Of course people are people and that witness was marred and broken only to be restored and healed many, many times. We have all the details in the Hebrew Scriptures. But it remains that the Jews were chosen because Abraham was obedient to the call, and over time it was the descendants of Abraham that blessed those of us who are Christians with the gift of Jesus and that blessed Muslims through Ishmael. 
Abraham and his descendants were chosen for special service, not special privilege, although the overall message of Scripture is that service to God is a privilege accorded to all who are faithful in loving God and neighbor. Whenever any of us say “yes” to God’s call, we volunteer to help the descendants of Abraham extend God's blessing to the world.
-- Rev. Anne Robertson
To worship and to struggle . . .

The Talmud suggests that all the other nations were offered the Torah, and only the Jews accepted. 

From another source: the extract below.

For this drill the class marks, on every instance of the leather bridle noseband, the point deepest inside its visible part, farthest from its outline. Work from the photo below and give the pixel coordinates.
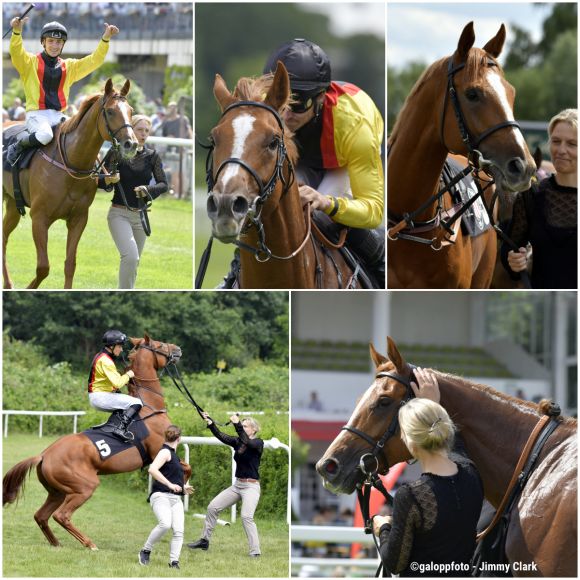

Other interpretations are that Jews are particularly 'Israel' - which means literally those who wrestle with God (the name given to Jacob after his dream/vision of wrestling with some divine being). So God chose a people who will not just worship, but also struggle. Cf. Abraham arguing with God over punishing Sodom and Gemorrah.

Some Jews say - "If we are the chosen people, maybe He can chose someone else for a while."

My brother - Dovid Gottlieb - who is an ultra ultra orthodox rabbi, thinks the long existence of our tiny group shows how chosen by God we are. My reply is that maybe God is keeping us alive to torture . . . and that in any case, using numerical proofs of a divine order is simply a category mistake.

Best for your holidays, however you observe.